Five thousand Americans die each year while awaiting a kidney transplant, and there are about 90,000 currently on waiting lists.
The average age for the average donor was also striking: 39 in the US compared to 56 in France.
“They are almost 20 years older on average, it’s huge,” Alexandre Loupy, the paper’s lead author told reporters.
France addressed its own kidney shortage by steadily raising the age threshold for donors for older recipients.
Even though there is a higher risk of failure from older donors, France found that patients receiving these organs lived longer and with a higher quality of life compared to those who remained on dialysis, said Loupy.
The US, by contrast, has remained more cautious: discarding about 18 percent of the nearly 160,000 deceased-donor kidneys over the time frame, about twice as high as the discard rate in France.

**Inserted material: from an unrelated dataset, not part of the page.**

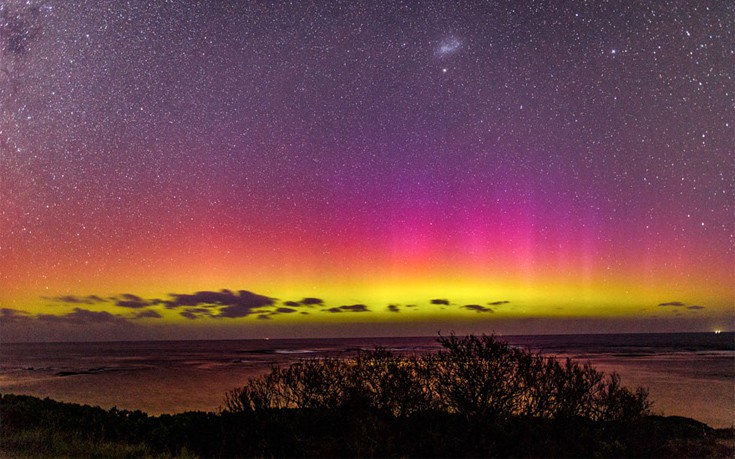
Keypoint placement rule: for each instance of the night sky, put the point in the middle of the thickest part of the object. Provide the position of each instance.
(248, 169)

According to Loupy, budgetary constraints and performance indicators held US surgeons back from carrying out transplants deemed to be higher risk. “They throw about 3,500 kidneys in the bin every year, which is about the same as the total number we transplant in France.”
“A 70-year-old patient does not need a graft that works for 30 years,” says Loupy, who hopes the study will lead the US to soften its policy.
In July, the administration of US President Donald Trump signed an executive order to improve kidney care and double the number of transplants by 2030.